By CHRISTOPHER S. RUGABER and PAUL WISEMAN, Associated Press
WASHINGTON (AP) — U.S. job growth slumped in April for a second straight month. It suggested an economy that is growing steadily but still sluggishly, which could further tighten a close presidential race.
A drop in the unemployment rate wasn't necessarily a healthy sign for the job market. The rate fell from 8.2 percent in March to 8.1 percent in April. But that was mainly because more people gave up looking for work.
People who aren't looking for jobs aren't counted as unemployed.
The 115,000 jobs added in April were fewer than the 154,000 jobs added in March, a number the government revised up from its earlier estimate of 120,000. It also marked a sharp decline from December through February, when the economy averaged 252,000 jobs per month.

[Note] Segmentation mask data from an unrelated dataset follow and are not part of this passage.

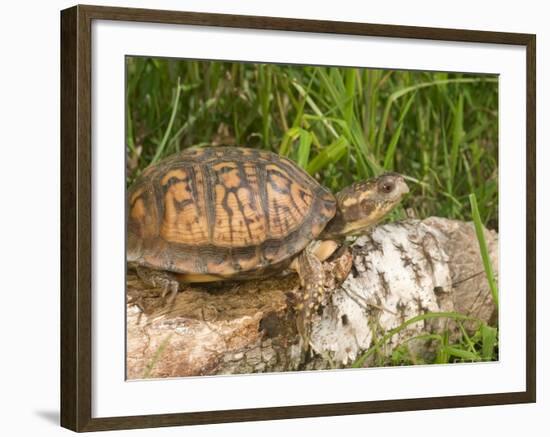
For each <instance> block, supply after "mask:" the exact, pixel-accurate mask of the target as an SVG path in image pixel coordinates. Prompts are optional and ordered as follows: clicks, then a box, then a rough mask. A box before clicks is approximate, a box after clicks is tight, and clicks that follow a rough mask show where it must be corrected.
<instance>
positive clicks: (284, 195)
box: [127, 147, 408, 344]
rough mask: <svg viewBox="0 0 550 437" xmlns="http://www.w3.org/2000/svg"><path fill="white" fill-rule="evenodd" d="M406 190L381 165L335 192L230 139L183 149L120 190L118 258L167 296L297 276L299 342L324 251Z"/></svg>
mask: <svg viewBox="0 0 550 437" xmlns="http://www.w3.org/2000/svg"><path fill="white" fill-rule="evenodd" d="M407 192H408V188H407V184H406V183H405V181H404V179H403V177H402V176H401V175H399V174H396V173H386V174H383V175H381V176H379V177H377V178H374V179H370V180H367V181H360V182H356V183H354V184H352V185H351V186H349V187H347V188H345V189H343V190H342V191H340V192H339V193H337V194H336V195H333V194H332V193H330V192H329V191H328V190H327V189H326V188H324V187H323V186H321V185H320V184H319V183H318V182H317V181H316V180H315V179H314V178H312V177H311V176H309V175H308V174H307V173H306V172H305V171H303V170H302V169H301V168H299V167H298V166H297V165H296V164H295V163H294V162H292V161H290V160H288V159H286V158H284V157H281V156H278V155H276V154H274V153H271V152H267V151H263V150H257V149H248V148H239V147H203V148H190V149H186V150H184V151H183V152H181V153H177V154H174V155H172V156H170V157H168V158H166V159H164V160H162V161H160V162H158V163H156V164H154V165H151V166H149V167H148V168H147V169H145V171H144V172H143V173H142V174H141V176H139V177H138V178H137V180H136V181H135V183H134V184H133V185H132V186H131V187H130V189H129V190H128V222H127V224H128V227H127V235H128V237H127V238H128V240H127V261H128V263H129V265H130V266H133V267H135V268H136V270H137V273H138V275H139V276H140V277H141V278H142V279H143V280H144V281H146V282H147V283H150V284H151V285H153V286H161V287H162V288H163V289H164V295H166V294H167V293H169V292H170V293H171V296H172V298H173V297H174V296H175V294H176V293H177V291H178V288H179V285H180V283H189V282H211V281H223V280H228V279H238V280H242V279H249V278H261V277H266V276H269V275H272V274H274V273H276V272H280V271H282V270H284V269H287V268H288V269H292V270H295V271H296V272H297V273H298V275H299V276H300V283H301V291H300V292H299V293H298V296H297V302H296V308H297V309H298V313H297V314H298V316H297V327H298V330H299V332H300V334H301V335H302V337H303V339H304V340H305V341H306V344H308V340H307V339H308V332H309V324H310V321H311V315H312V314H313V313H314V312H315V311H316V309H317V307H318V305H319V303H320V302H321V301H322V300H323V292H324V287H323V283H324V271H323V268H322V264H321V263H322V261H324V260H326V259H327V258H328V257H329V256H330V255H331V254H332V253H333V252H334V251H335V250H336V249H337V248H338V247H339V246H340V245H341V242H343V240H344V239H345V237H346V236H348V235H353V234H357V233H360V232H362V231H365V230H366V229H368V228H369V227H370V226H372V225H373V224H375V223H377V222H378V221H380V220H381V219H382V218H383V217H384V216H385V215H386V214H387V213H388V212H389V211H390V210H391V209H392V208H393V207H395V206H396V205H397V204H398V203H399V201H400V200H401V198H402V197H403V195H404V194H405V193H407Z"/></svg>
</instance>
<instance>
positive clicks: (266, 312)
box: [127, 217, 498, 379]
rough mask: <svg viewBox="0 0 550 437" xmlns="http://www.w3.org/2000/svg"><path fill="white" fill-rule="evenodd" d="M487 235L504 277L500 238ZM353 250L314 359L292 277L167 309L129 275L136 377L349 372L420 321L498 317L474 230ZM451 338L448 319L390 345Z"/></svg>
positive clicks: (405, 227)
mask: <svg viewBox="0 0 550 437" xmlns="http://www.w3.org/2000/svg"><path fill="white" fill-rule="evenodd" d="M485 235H486V238H487V243H488V246H489V251H490V255H491V258H492V262H493V268H494V272H495V273H496V272H498V265H497V262H498V240H497V234H496V233H495V232H494V231H486V233H485ZM350 248H351V251H350V252H347V253H346V252H345V251H341V253H340V255H339V256H336V257H334V258H333V259H332V260H329V261H328V262H326V263H325V270H326V272H327V283H326V288H327V289H333V291H332V292H331V294H330V297H329V298H328V300H327V302H326V305H325V306H324V307H323V308H322V311H320V312H319V314H318V316H317V317H316V319H315V320H314V323H313V327H312V335H311V343H312V349H313V351H314V353H311V352H310V353H308V354H304V353H303V352H302V350H303V348H302V345H301V343H300V341H301V340H300V339H299V336H298V335H297V332H296V327H295V323H294V320H295V315H294V313H293V310H292V305H291V301H292V294H293V292H295V291H296V290H298V287H299V285H298V279H297V277H296V276H295V275H294V274H288V275H280V276H278V277H274V278H269V279H264V280H254V281H246V282H239V283H237V282H234V283H223V284H219V285H217V286H209V287H204V286H194V285H193V286H191V285H190V286H188V287H185V289H184V291H183V292H180V293H179V294H178V295H177V297H176V300H175V302H174V303H173V304H172V305H167V304H165V302H164V300H163V299H162V298H161V297H160V290H155V289H148V288H147V286H146V285H145V284H143V283H142V282H141V281H140V280H139V279H138V278H137V277H136V276H135V275H133V274H132V273H131V272H130V273H129V274H128V281H127V293H128V305H127V311H128V313H127V316H128V317H127V342H128V344H127V372H128V378H129V379H136V378H163V377H176V376H189V375H214V374H228V373H230V374H235V373H251V372H268V371H286V370H300V369H327V368H341V367H347V366H350V365H351V363H353V361H354V360H356V359H357V357H358V356H359V355H360V354H361V353H363V352H364V351H365V350H367V349H368V348H369V347H370V346H372V344H373V341H374V339H376V338H379V337H380V335H382V334H383V333H384V332H386V331H388V330H390V329H392V328H395V327H397V326H399V325H401V324H402V323H403V322H404V321H406V320H408V319H410V318H412V317H414V316H416V315H419V314H423V313H426V312H440V311H456V312H460V313H463V314H467V315H471V316H473V317H476V318H477V319H481V320H483V321H491V320H492V318H494V316H495V308H494V305H493V302H492V298H491V293H490V290H489V287H488V283H487V279H486V277H485V273H484V270H483V264H482V261H481V257H480V255H479V247H478V242H477V239H476V235H475V231H474V227H473V225H472V224H471V223H464V222H460V221H455V220H448V219H443V218H435V217H432V218H428V219H425V220H422V221H420V220H407V221H403V222H397V223H390V224H386V225H383V226H378V227H377V228H375V229H374V230H373V231H372V232H370V233H369V234H368V235H364V236H361V237H360V238H358V239H357V240H356V241H355V242H354V243H353V244H352V245H351V247H350ZM350 257H351V259H350ZM349 262H353V267H352V271H351V273H350V275H349V276H348V277H347V279H346V280H345V281H344V282H343V283H342V284H341V285H339V286H338V285H336V284H335V279H334V276H337V275H335V272H337V271H338V270H339V269H340V268H341V266H343V265H344V266H345V265H346V263H349ZM444 329H450V330H451V332H452V331H453V330H454V329H456V327H455V326H453V323H452V322H451V321H450V320H449V319H446V318H437V319H432V320H429V321H422V322H417V323H415V324H413V325H410V326H408V327H407V328H406V329H405V330H403V331H401V332H400V333H398V334H396V335H394V336H393V337H392V338H391V340H390V341H389V343H388V345H387V346H388V348H391V347H392V346H394V345H396V344H399V343H401V342H403V341H404V340H406V339H407V338H410V337H412V336H415V335H418V334H420V333H427V332H441V331H442V330H444ZM409 348H410V349H411V351H412V352H413V353H415V354H417V355H418V356H421V357H427V356H429V355H430V353H431V352H432V351H431V350H430V346H429V342H421V341H417V342H414V341H413V342H410V343H409ZM369 364H370V363H369V362H367V363H365V365H369Z"/></svg>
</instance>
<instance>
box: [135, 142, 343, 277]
mask: <svg viewBox="0 0 550 437" xmlns="http://www.w3.org/2000/svg"><path fill="white" fill-rule="evenodd" d="M335 212H336V201H335V198H334V196H333V195H332V194H331V193H330V192H329V191H327V190H326V189H325V188H323V187H322V186H321V185H319V184H318V183H317V181H315V179H313V178H312V177H310V176H309V175H308V174H307V173H306V172H304V171H303V170H301V169H300V168H299V167H297V166H296V165H295V164H294V163H293V162H292V161H290V160H288V159H286V158H283V157H280V156H278V155H276V154H274V153H271V152H267V151H261V150H256V149H246V148H237V147H206V148H193V149H187V150H185V151H183V152H181V153H179V154H176V155H172V156H171V157H168V158H167V159H165V160H163V161H161V162H159V163H157V164H155V165H153V166H151V167H148V168H147V169H146V170H145V171H144V172H143V174H142V175H141V176H140V177H139V178H138V179H137V180H136V182H135V183H134V184H133V186H132V187H131V188H130V189H129V192H128V228H127V230H128V241H127V243H128V244H127V259H128V261H129V262H133V263H136V264H139V265H143V266H146V267H150V268H154V269H158V270H167V271H172V272H177V273H183V274H213V275H218V276H220V277H222V278H224V277H228V278H229V277H236V276H237V277H238V276H239V275H243V276H244V277H251V276H262V275H263V274H264V273H265V272H266V271H270V270H272V269H274V268H276V267H277V266H280V265H282V264H284V263H285V262H287V261H288V260H290V258H291V257H292V256H294V255H295V254H297V253H298V252H300V251H301V250H302V249H303V248H304V247H305V246H306V245H307V244H308V243H309V242H310V241H311V240H313V239H315V238H316V237H317V236H318V235H319V234H320V233H321V231H322V230H323V228H324V227H325V225H326V223H327V222H328V221H329V220H330V219H331V218H332V217H333V216H334V214H335Z"/></svg>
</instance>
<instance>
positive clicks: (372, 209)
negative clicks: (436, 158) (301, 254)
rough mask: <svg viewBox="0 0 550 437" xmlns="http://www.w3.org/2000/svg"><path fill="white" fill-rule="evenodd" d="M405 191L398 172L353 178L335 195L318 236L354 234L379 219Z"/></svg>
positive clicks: (347, 235) (385, 212)
mask: <svg viewBox="0 0 550 437" xmlns="http://www.w3.org/2000/svg"><path fill="white" fill-rule="evenodd" d="M408 192H409V187H408V186H407V184H406V182H405V179H404V178H403V176H401V175H400V174H398V173H384V174H383V175H381V176H378V177H376V178H372V179H368V180H366V181H359V182H355V183H354V184H352V185H350V186H349V187H346V188H344V189H343V190H342V191H340V192H339V193H338V194H337V195H336V200H337V202H338V210H337V212H336V215H335V217H334V218H333V219H332V220H331V221H330V222H329V224H328V225H327V227H326V228H325V232H324V234H323V236H322V238H323V237H326V238H338V237H340V238H342V237H346V236H348V235H355V234H358V233H360V232H362V231H364V230H366V229H368V228H370V227H371V226H373V225H375V224H376V223H378V222H379V221H380V220H382V219H383V218H384V217H385V216H386V215H387V214H388V213H389V212H390V211H391V210H392V209H393V208H394V207H395V206H397V205H398V204H399V202H400V201H401V199H402V198H403V196H404V195H405V194H406V193H408Z"/></svg>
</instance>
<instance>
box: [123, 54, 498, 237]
mask: <svg viewBox="0 0 550 437" xmlns="http://www.w3.org/2000/svg"><path fill="white" fill-rule="evenodd" d="M127 72H128V81H127V139H126V144H127V149H128V156H129V160H128V163H129V166H128V167H129V168H128V183H131V182H132V180H133V179H134V178H135V177H136V176H137V175H138V174H139V172H140V171H142V170H143V168H145V167H146V166H147V165H149V164H151V163H153V162H156V161H158V160H159V159H161V158H163V157H164V156H167V155H169V154H171V153H174V152H177V151H180V150H182V149H184V148H186V147H190V146H195V145H205V144H227V145H246V146H250V147H257V148H262V149H269V150H272V151H275V152H277V153H279V154H281V155H285V156H289V157H290V158H292V159H294V160H295V161H296V162H298V163H299V165H301V166H302V167H303V168H305V169H306V170H307V171H308V172H309V173H311V174H313V175H315V176H316V177H317V178H318V179H319V180H320V181H321V182H322V183H323V184H324V185H326V186H327V187H328V188H330V189H332V190H340V189H341V188H343V187H345V186H346V185H348V184H350V183H351V182H353V181H355V180H358V179H363V178H368V177H371V176H373V175H375V174H378V173H380V172H382V171H384V170H394V171H398V172H400V173H402V174H404V175H406V177H407V179H408V182H409V186H410V187H411V195H410V196H409V197H408V200H407V207H408V208H410V210H411V211H412V212H413V213H414V214H415V215H416V216H417V217H427V216H431V215H437V216H443V217H449V218H457V219H463V220H471V219H472V216H471V209H470V205H469V198H468V196H469V195H470V194H471V193H474V194H475V195H476V198H477V199H478V205H479V214H480V217H481V221H482V223H483V224H484V225H486V226H488V227H490V228H494V229H498V215H497V206H498V169H497V162H498V82H497V78H496V77H495V76H489V75H477V76H476V75H469V74H458V73H442V72H414V71H393V70H372V69H358V68H329V67H301V66H286V65H266V64H244V63H228V62H200V61H177V60H164V59H162V60H161V59H151V58H136V57H132V58H128V60H127ZM403 216H404V210H403V209H398V210H397V211H396V212H395V213H394V217H393V218H394V219H395V218H400V217H403Z"/></svg>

The percentage of adults working or looking for work has fallen to its lowest level in more than 30 years. Many have become discouraged about their prospects.
Job creation is the fuel for the nation's economic growth. When more people have jobs, more consumers have money to spend — and consumer spending drives about 70 of the economy.
Here's what The Associated Press' reporters are finding:
TEPID ECONOMY, TEPID HIRING
Over time, strong economic growth is vital for strong job growth.
But early this year, hiring accelerated much faster than economic growth did. Job gains averaged a strong 229,000 in the first three months. By contrast, the economy grew at a sluggish annual rate of 2.2 percent.
Economists began to wonder: Would growth catch up with hiring? Or would hiring slow to match economic growth as measured by gross domestic product, or GDP?
Some analysts say April's disappointing job growth suggests an answer, and it's not a cheerful one:
"It now appears that jobs have decelerated into line with GDP, rather than GDP accelerating to catch up with jobs," said Nigel Gault, an economist at IHS Global Insight.
THE LONG SLOG BACK
Job creation has been frustratingly slow since the Great Recession ended. Only 43 percent of the jobs lost have been regained 34 months later.
The rebound was only slightly stronger after the previous recession, which ended in November 2001. By September 2004, 54 percent of the jobs lost had been regained. It took five more months before all the jobs were back.
The problem this time isn't that companies haven't been hiring: They've added more than 1 million jobs in the past six months. It's that the Great Recession killed so many jobs in the first place — 8.3 million.
By contrast, the 2001 recession eliminated 1.6 million jobs.
A PENNY MORE FOR YOUR WORK
For people with jobs who assume they're not affected by Friday's report, take notice: The report notes that the average worker's hourly pay eked out a gain of just one penny in April.
Over the past year, average hourly pay has ticked up 1.8 percent to $23.28. Inflation has been roughly 2.7 percent. Which means the average consumer isn't keeping up with price increases.
The slow hiring is particularly distressing for people like David Boyce of Tacoma, Wash., who's been unemployed for two years. Boyce, 30, had been a salesman for Yellow Book USA before being laid off.
Boyce received unemployment benefits for about 15 months. They ran out in September.
His wife works as a nanny for a real estate executive. But her hours were slashed after the housing bust.
"We lived off savings for a while, and now we're living off ramen noodles basically," Boyce said.
After interviewing twice at one company for an entry-level sales job, Boyce was told it would make a hiring decision after five more interviews.
"I have never gone through that kind of rigmarole before just to get back to an entry-level sales job," he said.
NOWHERE TO HIDE
Hiring was weak, if it occurred at all, in eight of 10 industry categories the government tracks.
Manufacturing, which has been a source of strength, added 16,000 jobs. Education and health services, which tend to be less affected by economic cycles, added 19,000.